File Transfer and Internal SFTP Automation Using n8n
A case study on using n8n to standardize and automate CSV data exchange flows via SFTP with robust error handling.
In enterprise systems, data flows are rarely as smooth as a real-time API. Static file delivery methods like CSV via centralized SFTP (batch processing) remain an industry standard, especially for financial institutions.
When workflows are few, cron jobs and simple bash scripts are sufficient. But as dozens of external data collaborators grow, each with variations in retry logic, data cleansing (parsing), and row-by-row validation, script management becomes an uncomfortable chore.
In the previous article, I covered our n8n architecture on Kubernetes. This article focuses on what we actually built on top of that platform: File Transfer Automation.
Flow Overview: From Partner to Internal Database
A typical workflow requires us to scan an external directory, process new files, upload a response, and archive the original files to clean up storage:
graph LR A["Cron every 15 minutes"] --> B["SFTP List /incoming/"] B --> C["Filter only new .csv files"] C --> D["SFTP Download file"] D --> E["Parse CSV"] E --> F["Validate skip malformed"] F --> G["Insert DB"] G --> H["Generate report"] H --> I["SFTP Upload report"] I --> J["Slack Notify team"] J --> K["Archive Move file"]Building the Workflow Logic
n8n lets us build this automation visually without sacrificing the flexibility of writing JavaScript where needed (Function node).
1. Trigger and Filter
We kick off execution using a Cron Node that runs every few minutes in the background. n8n stores a timestamp of when the last successful execution ran via the $execution.lastRunAt variable.
The SFTP List Node execution is combined with an IF Node to filter CSV files that are newer than lastRunAt, so we don’t process the same file twice.
2. Custom Validation with JavaScript
The Spreadsheet File node converts the binary CSV data into a collection array. Then, a Code/Function node handles row-by-row validation:
const validRows = [];const errorRows = [];
for (const item of $input.all()) { const row = item.json;
// Validate required fields if (!row.account_number || !row.amount || parseFloat(row.amount) <= 0) { errorRows.push({ ...row, error: 'Missing required field or invalid amount' }); continue; }
// Transform to standardized shape validRows.push({ account_number: row.account_number.trim(), bank_code: row.bank_code?.trim() || 'DEFAULT', amount: parseFloat(row.amount), reference: row.reference?.trim() || `AUTO-${Date.now()}`, processed_at: new Date().toISOString() });}
// Split routing: index 0 for success, index 1 for error reportreturn [ validRows.map(r => ({ json: r })), errorRows.map(r => ({ json: r }))];This split allows clean (valid) data to continue flowing to the Database, while error rows are collected to build a response message narrative downstream, without freezing (crashing) execution midway.
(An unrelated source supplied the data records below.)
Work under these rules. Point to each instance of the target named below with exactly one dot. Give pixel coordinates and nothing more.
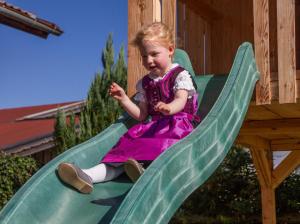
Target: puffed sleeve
(184, 81)
(140, 95)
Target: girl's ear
(171, 50)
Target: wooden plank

3. Database Insert Optimization
Valid data is then inserted using the PostgreSQL Node. The most fundamental safety measure we apply is the ON CONFLICT function (idempotency):
INSERT INTO file_transfers (account_number, bank_code, amount, reference, processed_at)VALUES ($1, $2, $3, $4, $5)ON CONFLICT (reference) DO NOTHINGIf an instability occurs and the n8n worker pod restarts mid-process, the file may be reprocessed on the next cron iteration. Adding this constraint on the DB side ensures no data duplication from infrastructure incidents.
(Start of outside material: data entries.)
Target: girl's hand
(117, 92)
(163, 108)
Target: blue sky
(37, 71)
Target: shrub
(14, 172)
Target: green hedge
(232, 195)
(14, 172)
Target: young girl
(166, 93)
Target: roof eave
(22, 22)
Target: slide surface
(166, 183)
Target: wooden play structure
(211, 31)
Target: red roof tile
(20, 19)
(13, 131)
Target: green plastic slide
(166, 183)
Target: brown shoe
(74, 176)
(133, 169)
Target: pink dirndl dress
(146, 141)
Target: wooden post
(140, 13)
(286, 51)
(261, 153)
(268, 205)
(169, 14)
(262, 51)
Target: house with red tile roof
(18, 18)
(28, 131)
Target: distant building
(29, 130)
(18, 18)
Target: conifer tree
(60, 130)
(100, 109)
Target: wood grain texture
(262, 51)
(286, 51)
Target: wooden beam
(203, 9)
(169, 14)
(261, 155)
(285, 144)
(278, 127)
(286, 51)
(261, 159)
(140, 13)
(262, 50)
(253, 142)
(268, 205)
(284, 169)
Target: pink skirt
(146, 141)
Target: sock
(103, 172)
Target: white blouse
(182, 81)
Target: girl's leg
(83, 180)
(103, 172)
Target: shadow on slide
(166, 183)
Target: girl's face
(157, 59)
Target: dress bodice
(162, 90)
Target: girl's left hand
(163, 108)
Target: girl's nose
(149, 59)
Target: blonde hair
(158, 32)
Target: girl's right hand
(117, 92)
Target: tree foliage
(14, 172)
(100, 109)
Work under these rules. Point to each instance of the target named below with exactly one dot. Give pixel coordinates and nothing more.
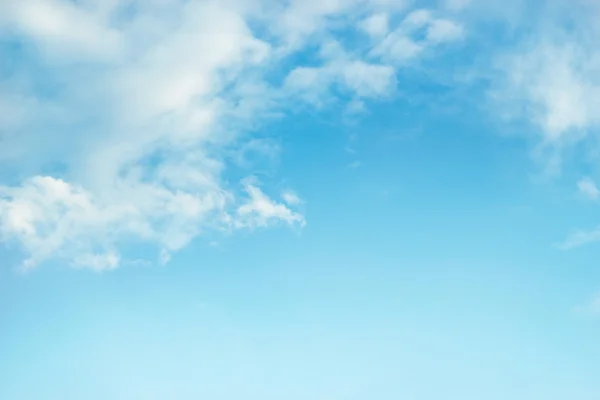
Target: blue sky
(334, 199)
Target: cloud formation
(120, 117)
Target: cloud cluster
(121, 116)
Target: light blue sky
(333, 199)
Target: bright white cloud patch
(291, 198)
(588, 188)
(136, 102)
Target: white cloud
(591, 309)
(588, 188)
(291, 198)
(580, 238)
(361, 79)
(403, 44)
(97, 262)
(61, 27)
(456, 5)
(260, 210)
(142, 109)
(376, 25)
(554, 83)
(442, 30)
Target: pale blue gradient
(432, 271)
Error Management and Physical Files
n8n has solid tools for handling common SFTP communication issues:
- Node Retries: We configure SFTP communication nodes to automatically retry 3 times (30-second delay) if the circuit handshake drops (common in cross-cloud-provider operations).
- Error Workflow: When a fatal execution error occurs and automation dies (usually from a wrong password or unilateral CSV format change), n8n fires an “Error Workflow” that sends a Slack alert.
- Continue on Error: When processing multiple files, one file error doesn’t sacrifice the rest. This can be achieved through the n8n node settings parameter.
Handling Binary Data
One architectural secret for successful file transfer in n8n is the setting:
N8N_DEFAULT_BINARY_DATA_MODE=filesystem
CSV files from partners can reach 50–100 MB per file. If n8n stored these binaries back into PostgreSQL, the database size could balloon dramatically (database bloating). Through filesystem mode, n8n uses a NAS mounted to Kubernetes to store the physical file, while the execution log DB only stores a static link to retrieve it later.
For audit purposes, we move binary files from the SFTP /incoming folder to /archive/YYYY-MM/ after processing is complete.
This n8n system flow replaces the complexity of custom code with an interface that’s easy to communicate to colleagues without lowering corporate standardization.